In 1995 The Economist projected that by 2020 Thailand would be the world’s eighth-largest economy. Its forecast, which now looks a tad, shall we say, optimistic, followed a 10-year run in which Thailand muscled out even China as the world’s fastest-growing economy, expanding at a blistering 8.4 per cent a year. Those were the days.

The decade after the Asian financial crisis, which began with the devaluation of the baht and ended with the 2006 coup that ousted Thaksin Shinawatra, the former prime minister, has not been so kind. Although the country bounced back from the 1997 devaluation, when it carelessly misplaced 15 per cent of gross domestic product in 18 months, the economy never recovered its former vigour. It has bumbled along at a respectable, but less than socially transformative, 4-5 per cent a year. This year its economy is likely to shrink by some 5 per cent. In that, admittedly, it is not alone.

Yet it is fair to ask why Thailand has failed to fulfil its potential. Once mentioned, at least by the excitable, in the same breath as high-tech Taiwan, it is now more likely to be grouped with the high-maintenance Philippines. Far from closing in on the world’s eighth-biggest economy – a slot currently occupied by Spain, with an output nearly six times that of Thailand – it languishes in 33rd place. In per capita terms it plods in at an even more pedestrian 78th, with an income of $3,851, far below Taiwan’s $17,000 although above the likes of Indonesia at about $2,000.

Adding to its woes – or arguably helping to explain them – Thailand is stuck in a seemingly intractable political crisis. Long a country of coup and counter-coup, for years it nevertheless managed to maintain something approaching political stability. Now it is caught in a trap in which a previously disenfranchised rural poor wants a say in a political system still dominated by the Bangkok elite not yet prepared to allow the “barbarians” through the gate. The stand-off has undermined the already shaky confidence of foreign and domestic investors.

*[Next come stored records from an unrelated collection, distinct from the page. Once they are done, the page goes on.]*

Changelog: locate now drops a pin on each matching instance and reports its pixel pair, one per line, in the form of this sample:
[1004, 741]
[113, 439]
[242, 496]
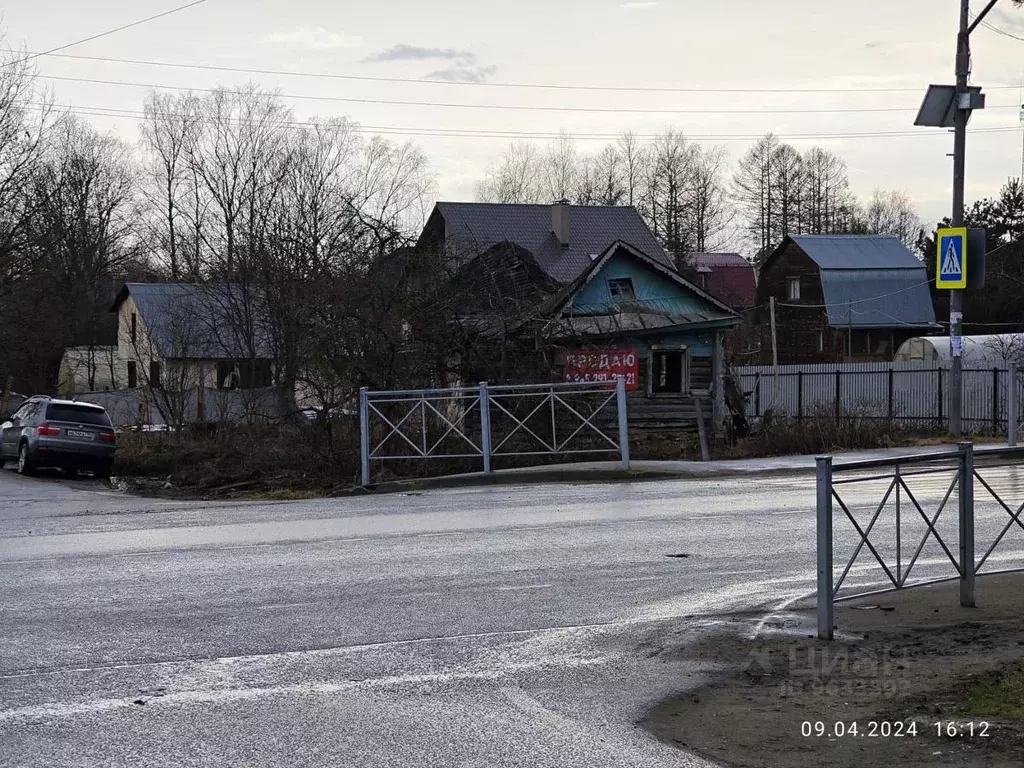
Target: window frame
[791, 284]
[619, 284]
[686, 385]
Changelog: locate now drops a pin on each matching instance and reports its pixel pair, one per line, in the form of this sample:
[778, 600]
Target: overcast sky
[675, 44]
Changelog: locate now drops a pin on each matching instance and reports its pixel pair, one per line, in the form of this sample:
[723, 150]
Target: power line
[846, 304]
[997, 31]
[544, 86]
[486, 133]
[520, 108]
[139, 23]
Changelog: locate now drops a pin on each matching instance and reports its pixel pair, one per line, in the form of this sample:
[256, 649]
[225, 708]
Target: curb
[578, 476]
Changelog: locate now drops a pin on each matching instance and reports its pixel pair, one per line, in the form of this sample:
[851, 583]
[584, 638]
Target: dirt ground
[903, 667]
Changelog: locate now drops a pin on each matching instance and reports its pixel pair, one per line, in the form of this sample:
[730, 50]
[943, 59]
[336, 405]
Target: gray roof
[878, 298]
[201, 322]
[856, 252]
[476, 226]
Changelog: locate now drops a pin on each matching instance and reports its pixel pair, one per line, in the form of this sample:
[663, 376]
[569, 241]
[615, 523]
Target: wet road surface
[489, 627]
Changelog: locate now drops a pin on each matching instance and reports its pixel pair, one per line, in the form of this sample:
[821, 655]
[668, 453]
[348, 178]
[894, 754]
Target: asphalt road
[527, 626]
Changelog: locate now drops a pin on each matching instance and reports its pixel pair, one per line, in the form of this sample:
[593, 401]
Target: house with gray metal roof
[842, 298]
[593, 287]
[216, 335]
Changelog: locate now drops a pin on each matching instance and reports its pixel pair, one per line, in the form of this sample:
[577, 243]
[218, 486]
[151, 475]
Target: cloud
[402, 52]
[463, 74]
[313, 37]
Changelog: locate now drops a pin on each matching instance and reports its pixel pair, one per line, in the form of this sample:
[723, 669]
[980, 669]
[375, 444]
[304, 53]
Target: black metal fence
[909, 393]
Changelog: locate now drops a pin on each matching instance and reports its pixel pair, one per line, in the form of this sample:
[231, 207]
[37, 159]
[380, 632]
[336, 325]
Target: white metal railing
[459, 422]
[967, 466]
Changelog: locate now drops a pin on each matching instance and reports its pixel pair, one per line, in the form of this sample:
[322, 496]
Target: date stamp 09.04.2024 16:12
[894, 729]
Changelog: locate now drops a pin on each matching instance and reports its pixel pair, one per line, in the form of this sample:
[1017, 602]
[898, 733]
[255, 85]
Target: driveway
[518, 626]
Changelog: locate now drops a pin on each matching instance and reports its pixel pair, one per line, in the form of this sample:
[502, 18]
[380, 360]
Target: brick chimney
[560, 221]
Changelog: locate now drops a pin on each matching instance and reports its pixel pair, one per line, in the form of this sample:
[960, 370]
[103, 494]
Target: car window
[79, 414]
[25, 413]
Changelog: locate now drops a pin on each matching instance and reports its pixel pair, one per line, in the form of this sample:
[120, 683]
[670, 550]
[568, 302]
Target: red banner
[603, 365]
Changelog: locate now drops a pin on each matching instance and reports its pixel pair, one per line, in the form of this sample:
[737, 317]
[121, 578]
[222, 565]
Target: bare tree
[755, 190]
[892, 213]
[170, 129]
[825, 192]
[709, 209]
[27, 122]
[635, 162]
[668, 192]
[560, 168]
[787, 179]
[516, 178]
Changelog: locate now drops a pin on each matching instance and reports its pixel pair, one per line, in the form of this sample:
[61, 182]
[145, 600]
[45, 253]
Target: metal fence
[911, 393]
[909, 520]
[487, 422]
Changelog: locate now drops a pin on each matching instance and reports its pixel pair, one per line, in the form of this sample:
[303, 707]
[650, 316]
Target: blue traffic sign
[951, 264]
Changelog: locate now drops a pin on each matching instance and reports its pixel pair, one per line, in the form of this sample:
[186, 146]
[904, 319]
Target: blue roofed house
[843, 298]
[595, 290]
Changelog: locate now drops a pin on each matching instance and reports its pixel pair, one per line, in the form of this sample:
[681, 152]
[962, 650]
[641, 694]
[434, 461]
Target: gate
[982, 521]
[484, 422]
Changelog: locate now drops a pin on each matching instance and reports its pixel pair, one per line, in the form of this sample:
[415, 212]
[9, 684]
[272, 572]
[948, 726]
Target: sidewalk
[913, 660]
[655, 470]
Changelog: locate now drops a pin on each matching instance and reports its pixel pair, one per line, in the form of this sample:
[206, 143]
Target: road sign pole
[960, 167]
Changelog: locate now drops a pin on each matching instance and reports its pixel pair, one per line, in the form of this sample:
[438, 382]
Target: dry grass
[283, 461]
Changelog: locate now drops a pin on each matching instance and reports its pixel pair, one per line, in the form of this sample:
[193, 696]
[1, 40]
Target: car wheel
[25, 465]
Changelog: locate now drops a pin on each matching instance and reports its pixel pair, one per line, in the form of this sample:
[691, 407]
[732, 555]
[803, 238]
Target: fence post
[967, 523]
[364, 437]
[485, 427]
[995, 400]
[1013, 418]
[892, 389]
[839, 394]
[800, 395]
[624, 427]
[826, 608]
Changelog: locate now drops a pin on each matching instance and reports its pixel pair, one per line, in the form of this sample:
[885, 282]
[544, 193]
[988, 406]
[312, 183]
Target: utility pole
[1022, 144]
[774, 355]
[960, 166]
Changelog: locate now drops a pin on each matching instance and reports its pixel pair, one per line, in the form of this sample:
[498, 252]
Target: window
[669, 371]
[793, 292]
[255, 374]
[621, 289]
[245, 374]
[78, 415]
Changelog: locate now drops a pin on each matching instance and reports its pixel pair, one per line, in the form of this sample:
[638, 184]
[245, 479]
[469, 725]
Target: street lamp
[950, 107]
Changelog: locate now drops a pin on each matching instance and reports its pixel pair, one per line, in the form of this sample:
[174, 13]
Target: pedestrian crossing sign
[950, 270]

This month, Thailand showcased its political chaos for flummoxed regional leaders attending the Association of South-east Asian Nations summit. The gathering was cancelled and the likes of Wen Jiabao, China’s premier, had to be evacuated after the conference facilities were stormed by a brightly coloured mob of Mr Thaksin’s supporters. In subsequent clashes on the streets of Bangkok at least two people were killed. A car carrying Abhisit Vejjajiva, the third prime minister since democracy nominally returned in 2007, came under attack after he declared a state of emergency. There are, Mr Abhisit said with admirable understatement in a Financial Times interview last week, “some major challenges we have to face up to”.

One of the reasons Thailand has failed to flourish as once predicted is that its growth was built on weaker foundations than supposed. What was in the 1950s an economy based on US patronage, and exports of rice and tapioca, developed into one fuelled by Japanese capital looking for a home after the revaluation of the yen in the mid-1980s. Japanese companies poured in money, building an industrial base, especially in car manufacturing, that remains central to whatever economic success the country still enjoys.

In the 1980s and early 1990s, local entrepreneurs clambered aboard, funded by a powerful local banking system and oiled by age-old connections. The political situation was always chaotic; there have been 18 coup attempts since the end of absolute monarchy in 1932, 11 of them successful. But for much of the time, according to Supavud Saicheua, an economist at Phatra Securities, the country maintained an uneasy equilibrium between monarchy, military, aristocracy and bureaucracy.

Thailand produced few truly world-class companies. It remained, by and large, a rentier economy, funded by foreign capital and driven by foreign expertise. At the time, of course, that was all the rage. In 1991, the World Bank and the International Monetary Fund held their annual meetings in Thailand, a testimony to its openness and liberal reform. That went to Thailand’s head. In 1993 it went the whole hog, liberalising its capital account and setting in train the disastrous over-borrowing in foreign currency that ended with the 1997 crash.

The crisis led to what Pasuk Phongpaichit and Chris Baker call in their book Thailand’s Boom and Bust a “decapitation of Thailand’s [foreign-currency indebted] capitalist class”. The country has never recovered from the mass beheading. Today, bank lending to business languishes at two-thirds of 1990s levels. The economy has become more dependent on foreign demand, a liability in a world of frightened consumers. Trade accounts for 150 per cent of GDP, against 80 per cent before 1997.

The destruction of Thailand’s entrepreneurial class helped pave the way for Mr Thaksin, one of the few capitalist survivors of the crisis. He converted his wealth, which came courtesy of a telephone monopoly, into political capital, riding into office with the votes of a newly empowered rural poor.

Mr Thaksin’s election and subsequent conduct proved too much for a Bangkok elite that had not previously seen fit to share power. Its displeasure was finally vented in the coup of 2006, an attempt to roll the country back to a prelapsarian land of smiles. But there is no going back. Unfortunately, it is not yet clear how Thailand can move forward either.